Apache Kafka is a distributed streaming platform which is used to build real time streaming data pipelines that can reliably get data between systems and applications. Kafka is run as a cluster on one or more servers. Kafka has 4 core APIs – Producer API, Consumer API, Streams API and Connector API.
Topic – A particular stream of data
- Similar to table in Database
- You can create as many topics as required
- A topic is known by the name given to it.
- Topic should have a replication factor greater than 1. So, this helps when one of the Brokers is down. The same partition of a topic is replicated on another broker.
Partitions –
- Topic are split in partitions.
- Each partition is ordered and starts from 0.
- Each partition has messages which get incremental ids called offset.
Offset –
- Offset only has a meaning for a specific partition.
- Offset 5 in partition 1 does not represent the same data in partition 6.
- Order is maintained only within one partition.
- Data is kept only for a limited period.
- Once the data is written, it cannot be changed
- Data is assigned randomly to a partition unless a key is provided.
Brokers –
- A kafka cluster is composed of multiple Brokers. Each broker is like a server.
- Each broker is identified with a ID
- Each broker contains only certain topic partitions.
- After connecting to any broker, you will be connecting to the entire cluster.
- All the partitions from a topic are distributed across the brokers.
- At any time only one broker acts as a leader for a given partition and that leader can receive and serve the data. The other brokers will synchronize the data. Therefore each partition has one leader and multiple in sync replicas.
Producers –
- Producers write data to topics which are made of partitions.

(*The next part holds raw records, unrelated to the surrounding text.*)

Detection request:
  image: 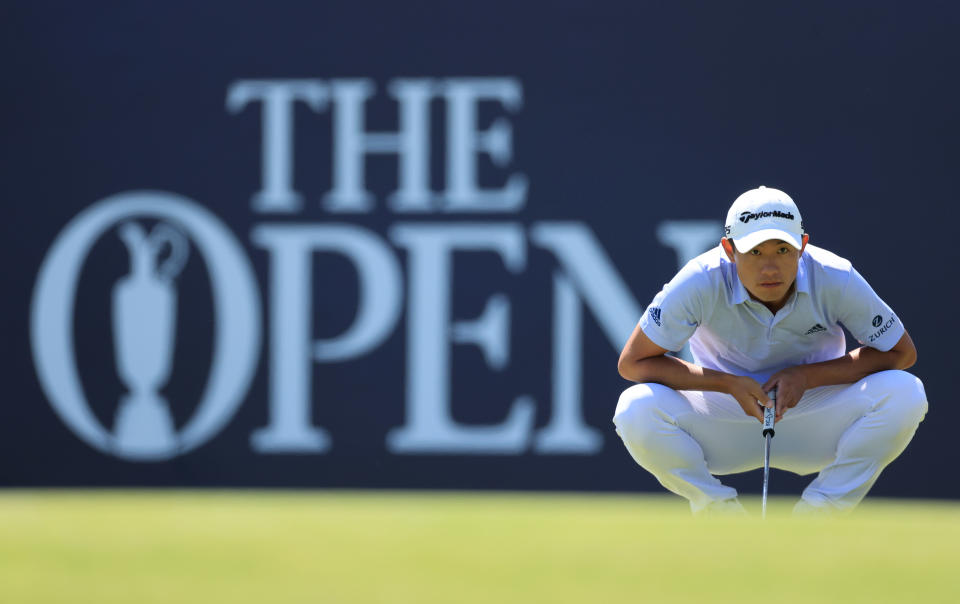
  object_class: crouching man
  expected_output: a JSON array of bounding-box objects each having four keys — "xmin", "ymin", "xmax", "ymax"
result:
[{"xmin": 613, "ymin": 187, "xmax": 927, "ymax": 514}]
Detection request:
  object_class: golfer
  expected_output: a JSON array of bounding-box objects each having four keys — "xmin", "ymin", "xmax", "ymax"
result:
[{"xmin": 613, "ymin": 187, "xmax": 927, "ymax": 514}]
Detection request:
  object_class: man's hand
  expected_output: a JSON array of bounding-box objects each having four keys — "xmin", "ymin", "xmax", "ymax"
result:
[
  {"xmin": 764, "ymin": 365, "xmax": 808, "ymax": 421},
  {"xmin": 727, "ymin": 375, "xmax": 772, "ymax": 424}
]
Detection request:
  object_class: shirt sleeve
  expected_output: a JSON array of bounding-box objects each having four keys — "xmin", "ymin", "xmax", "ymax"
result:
[
  {"xmin": 640, "ymin": 269, "xmax": 704, "ymax": 351},
  {"xmin": 837, "ymin": 268, "xmax": 906, "ymax": 351}
]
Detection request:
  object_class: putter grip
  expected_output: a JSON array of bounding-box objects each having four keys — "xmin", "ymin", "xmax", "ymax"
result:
[{"xmin": 763, "ymin": 388, "xmax": 777, "ymax": 436}]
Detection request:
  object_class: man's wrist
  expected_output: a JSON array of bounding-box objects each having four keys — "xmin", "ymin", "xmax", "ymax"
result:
[{"xmin": 704, "ymin": 370, "xmax": 737, "ymax": 394}]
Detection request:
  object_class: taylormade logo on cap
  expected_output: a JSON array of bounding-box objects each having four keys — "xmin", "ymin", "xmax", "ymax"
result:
[{"xmin": 724, "ymin": 186, "xmax": 803, "ymax": 253}]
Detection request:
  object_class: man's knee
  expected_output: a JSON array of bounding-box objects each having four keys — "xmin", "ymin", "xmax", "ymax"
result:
[
  {"xmin": 613, "ymin": 384, "xmax": 678, "ymax": 443},
  {"xmin": 868, "ymin": 369, "xmax": 927, "ymax": 426}
]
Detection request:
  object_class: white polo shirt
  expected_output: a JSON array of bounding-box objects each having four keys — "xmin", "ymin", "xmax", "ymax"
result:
[{"xmin": 640, "ymin": 245, "xmax": 904, "ymax": 383}]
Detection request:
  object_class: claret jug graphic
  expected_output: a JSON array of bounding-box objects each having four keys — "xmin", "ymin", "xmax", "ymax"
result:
[{"xmin": 113, "ymin": 222, "xmax": 188, "ymax": 458}]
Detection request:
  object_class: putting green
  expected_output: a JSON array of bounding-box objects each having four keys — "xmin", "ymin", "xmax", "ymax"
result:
[{"xmin": 0, "ymin": 490, "xmax": 960, "ymax": 604}]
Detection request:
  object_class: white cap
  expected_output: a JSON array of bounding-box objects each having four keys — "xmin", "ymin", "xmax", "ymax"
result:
[{"xmin": 724, "ymin": 187, "xmax": 803, "ymax": 254}]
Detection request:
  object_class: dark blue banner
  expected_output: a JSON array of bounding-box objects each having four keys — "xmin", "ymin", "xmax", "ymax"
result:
[{"xmin": 0, "ymin": 2, "xmax": 960, "ymax": 497}]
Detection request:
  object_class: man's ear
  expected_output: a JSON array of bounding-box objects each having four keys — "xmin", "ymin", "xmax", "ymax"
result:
[{"xmin": 720, "ymin": 235, "xmax": 736, "ymax": 262}]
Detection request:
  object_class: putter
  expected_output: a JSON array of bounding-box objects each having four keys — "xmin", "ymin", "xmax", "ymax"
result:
[{"xmin": 760, "ymin": 388, "xmax": 777, "ymax": 518}]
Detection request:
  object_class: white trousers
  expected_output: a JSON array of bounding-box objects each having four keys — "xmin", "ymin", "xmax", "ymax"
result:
[{"xmin": 613, "ymin": 371, "xmax": 927, "ymax": 513}]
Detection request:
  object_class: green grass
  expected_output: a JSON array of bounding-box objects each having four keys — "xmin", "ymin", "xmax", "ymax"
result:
[{"xmin": 0, "ymin": 491, "xmax": 960, "ymax": 604}]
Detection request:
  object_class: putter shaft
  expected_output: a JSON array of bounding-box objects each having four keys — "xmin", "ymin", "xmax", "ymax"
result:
[{"xmin": 760, "ymin": 388, "xmax": 777, "ymax": 518}]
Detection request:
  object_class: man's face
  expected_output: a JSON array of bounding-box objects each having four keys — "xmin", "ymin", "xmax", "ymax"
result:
[{"xmin": 723, "ymin": 235, "xmax": 807, "ymax": 310}]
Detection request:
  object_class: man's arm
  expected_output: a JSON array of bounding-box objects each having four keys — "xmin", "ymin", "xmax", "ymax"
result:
[
  {"xmin": 617, "ymin": 324, "xmax": 770, "ymax": 422},
  {"xmin": 763, "ymin": 331, "xmax": 917, "ymax": 419}
]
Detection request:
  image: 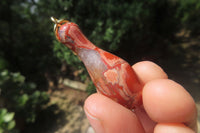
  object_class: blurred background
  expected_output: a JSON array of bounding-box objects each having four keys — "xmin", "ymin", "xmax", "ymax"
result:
[{"xmin": 0, "ymin": 0, "xmax": 200, "ymax": 133}]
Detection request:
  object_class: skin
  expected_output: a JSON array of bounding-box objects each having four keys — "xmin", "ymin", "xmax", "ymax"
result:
[{"xmin": 84, "ymin": 61, "xmax": 197, "ymax": 133}]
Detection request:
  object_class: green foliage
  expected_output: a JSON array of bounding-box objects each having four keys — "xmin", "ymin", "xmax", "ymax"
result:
[
  {"xmin": 176, "ymin": 0, "xmax": 200, "ymax": 35},
  {"xmin": 0, "ymin": 108, "xmax": 16, "ymax": 133},
  {"xmin": 0, "ymin": 70, "xmax": 49, "ymax": 129}
]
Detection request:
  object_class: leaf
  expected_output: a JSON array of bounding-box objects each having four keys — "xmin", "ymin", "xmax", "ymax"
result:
[
  {"xmin": 7, "ymin": 121, "xmax": 15, "ymax": 130},
  {"xmin": 3, "ymin": 113, "xmax": 15, "ymax": 122}
]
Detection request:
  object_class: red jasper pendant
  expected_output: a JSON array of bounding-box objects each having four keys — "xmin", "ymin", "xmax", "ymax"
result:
[{"xmin": 51, "ymin": 17, "xmax": 142, "ymax": 109}]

- Producers automatically know which broker and partition to write to.
- In case of Broker failures, Producers will automatically recover.
- Producers can choose to receive acknowledgement of data writes.

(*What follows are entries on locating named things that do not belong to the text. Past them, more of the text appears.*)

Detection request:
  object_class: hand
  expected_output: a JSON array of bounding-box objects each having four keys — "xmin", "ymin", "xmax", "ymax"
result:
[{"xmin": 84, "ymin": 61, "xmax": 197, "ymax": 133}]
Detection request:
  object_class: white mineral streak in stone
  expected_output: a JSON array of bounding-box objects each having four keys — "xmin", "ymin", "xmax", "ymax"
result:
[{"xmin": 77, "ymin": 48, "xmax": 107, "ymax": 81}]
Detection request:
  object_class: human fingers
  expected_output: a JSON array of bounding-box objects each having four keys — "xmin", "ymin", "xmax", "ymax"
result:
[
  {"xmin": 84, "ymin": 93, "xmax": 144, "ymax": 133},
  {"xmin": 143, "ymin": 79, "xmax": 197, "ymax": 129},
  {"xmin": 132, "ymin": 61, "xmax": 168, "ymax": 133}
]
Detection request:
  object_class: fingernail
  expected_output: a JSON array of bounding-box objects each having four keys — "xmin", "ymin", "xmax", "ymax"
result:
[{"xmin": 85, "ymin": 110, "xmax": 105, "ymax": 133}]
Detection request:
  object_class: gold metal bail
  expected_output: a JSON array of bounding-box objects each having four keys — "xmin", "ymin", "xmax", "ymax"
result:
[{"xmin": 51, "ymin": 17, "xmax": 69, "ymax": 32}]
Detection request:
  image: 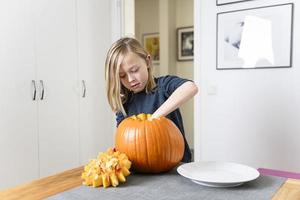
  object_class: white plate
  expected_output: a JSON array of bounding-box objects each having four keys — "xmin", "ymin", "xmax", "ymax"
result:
[{"xmin": 177, "ymin": 161, "xmax": 259, "ymax": 187}]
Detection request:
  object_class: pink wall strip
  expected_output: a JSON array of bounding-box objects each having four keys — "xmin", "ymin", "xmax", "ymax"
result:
[{"xmin": 257, "ymin": 168, "xmax": 300, "ymax": 179}]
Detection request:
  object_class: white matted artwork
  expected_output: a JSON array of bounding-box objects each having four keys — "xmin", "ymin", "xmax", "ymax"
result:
[
  {"xmin": 216, "ymin": 3, "xmax": 294, "ymax": 69},
  {"xmin": 216, "ymin": 0, "xmax": 253, "ymax": 6},
  {"xmin": 177, "ymin": 26, "xmax": 194, "ymax": 61}
]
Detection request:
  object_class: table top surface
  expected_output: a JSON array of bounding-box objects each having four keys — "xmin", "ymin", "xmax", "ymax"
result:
[{"xmin": 0, "ymin": 167, "xmax": 300, "ymax": 200}]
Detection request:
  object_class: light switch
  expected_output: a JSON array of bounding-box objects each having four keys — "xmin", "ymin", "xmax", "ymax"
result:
[{"xmin": 207, "ymin": 85, "xmax": 218, "ymax": 95}]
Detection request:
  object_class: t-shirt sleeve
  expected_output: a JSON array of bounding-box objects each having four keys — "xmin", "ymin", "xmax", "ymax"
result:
[
  {"xmin": 116, "ymin": 111, "xmax": 125, "ymax": 127},
  {"xmin": 160, "ymin": 75, "xmax": 191, "ymax": 95}
]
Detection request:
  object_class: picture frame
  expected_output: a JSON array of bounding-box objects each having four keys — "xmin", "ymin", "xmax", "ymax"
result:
[
  {"xmin": 216, "ymin": 3, "xmax": 294, "ymax": 70},
  {"xmin": 216, "ymin": 0, "xmax": 254, "ymax": 6},
  {"xmin": 177, "ymin": 26, "xmax": 194, "ymax": 61},
  {"xmin": 142, "ymin": 33, "xmax": 159, "ymax": 65}
]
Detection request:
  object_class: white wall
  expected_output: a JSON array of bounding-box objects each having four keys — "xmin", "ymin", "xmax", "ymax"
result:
[
  {"xmin": 175, "ymin": 0, "xmax": 194, "ymax": 148},
  {"xmin": 194, "ymin": 0, "xmax": 300, "ymax": 172}
]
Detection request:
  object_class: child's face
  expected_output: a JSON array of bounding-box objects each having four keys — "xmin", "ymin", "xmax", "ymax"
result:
[{"xmin": 119, "ymin": 52, "xmax": 148, "ymax": 93}]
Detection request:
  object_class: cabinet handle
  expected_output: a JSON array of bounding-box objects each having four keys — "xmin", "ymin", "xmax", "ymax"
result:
[
  {"xmin": 31, "ymin": 80, "xmax": 36, "ymax": 101},
  {"xmin": 82, "ymin": 80, "xmax": 86, "ymax": 98},
  {"xmin": 40, "ymin": 80, "xmax": 44, "ymax": 100}
]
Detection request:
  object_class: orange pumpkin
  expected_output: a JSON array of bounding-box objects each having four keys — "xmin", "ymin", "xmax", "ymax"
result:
[{"xmin": 115, "ymin": 114, "xmax": 184, "ymax": 173}]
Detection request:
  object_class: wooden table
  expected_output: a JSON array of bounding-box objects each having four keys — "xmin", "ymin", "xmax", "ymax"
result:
[{"xmin": 0, "ymin": 167, "xmax": 300, "ymax": 200}]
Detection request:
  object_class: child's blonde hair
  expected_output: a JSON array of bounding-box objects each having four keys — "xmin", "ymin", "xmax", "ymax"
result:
[{"xmin": 105, "ymin": 37, "xmax": 156, "ymax": 117}]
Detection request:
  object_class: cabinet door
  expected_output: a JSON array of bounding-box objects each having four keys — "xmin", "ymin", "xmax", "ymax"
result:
[
  {"xmin": 35, "ymin": 0, "xmax": 79, "ymax": 176},
  {"xmin": 0, "ymin": 0, "xmax": 39, "ymax": 189},
  {"xmin": 77, "ymin": 0, "xmax": 115, "ymax": 164}
]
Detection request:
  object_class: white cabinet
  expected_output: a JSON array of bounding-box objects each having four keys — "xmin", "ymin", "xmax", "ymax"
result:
[
  {"xmin": 0, "ymin": 0, "xmax": 39, "ymax": 189},
  {"xmin": 0, "ymin": 0, "xmax": 115, "ymax": 189},
  {"xmin": 35, "ymin": 0, "xmax": 79, "ymax": 176}
]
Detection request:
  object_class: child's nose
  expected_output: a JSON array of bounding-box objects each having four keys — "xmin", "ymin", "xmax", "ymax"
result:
[{"xmin": 128, "ymin": 74, "xmax": 134, "ymax": 83}]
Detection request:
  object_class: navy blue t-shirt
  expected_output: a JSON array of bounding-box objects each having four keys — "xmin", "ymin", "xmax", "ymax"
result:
[{"xmin": 116, "ymin": 76, "xmax": 191, "ymax": 162}]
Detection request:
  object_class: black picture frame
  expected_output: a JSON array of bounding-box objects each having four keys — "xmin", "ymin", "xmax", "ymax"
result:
[
  {"xmin": 216, "ymin": 0, "xmax": 254, "ymax": 6},
  {"xmin": 216, "ymin": 3, "xmax": 294, "ymax": 70},
  {"xmin": 177, "ymin": 26, "xmax": 194, "ymax": 61},
  {"xmin": 142, "ymin": 32, "xmax": 160, "ymax": 65}
]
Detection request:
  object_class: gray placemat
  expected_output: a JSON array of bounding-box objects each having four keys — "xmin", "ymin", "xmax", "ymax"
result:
[{"xmin": 48, "ymin": 170, "xmax": 286, "ymax": 200}]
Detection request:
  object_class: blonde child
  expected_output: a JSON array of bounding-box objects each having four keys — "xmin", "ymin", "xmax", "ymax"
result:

- Acks = 0 : Producer would not wait for acknowledgement and it would lead to a lot of data loss
- Acks = 1: Producer will wait for acknowledgement and it will lead to a limited data loss.
- Acks = all: Leader and replicas will provide an acknowledgement and it will have no data loss.
- Producers can choose to send a key with a message. If the key is null, data is sent in round robin fashion. If the key is sent then the messages for that key will always go to the same partition. A key is sent if you need ordering to your messages for a specific field.
Consumers –
- Consumers read data from a topic which is identified by a name.
- Consumers know which broker to read from.
- In case of broker failures, consumers know how to get to the replicas and consume messages.
- Data is read in an order within each partition of the topic.
Consumer Groups –
- Consumers read data in consumer groups.
- Each consumer in a group reads from a specific partition.
- If we have more consumers than partitions, then some consumers will sit idle.
Consumer Offsets –
- Kafka stores the offsets at which a consumer group has been reading.
- The offsets committed live in Kafka topic named __consumer_offsets
- Whenever a consumer group has processed the data received from Kafka, it will commit the offset.
- If the consumer dies, it should be able to read from where it was left.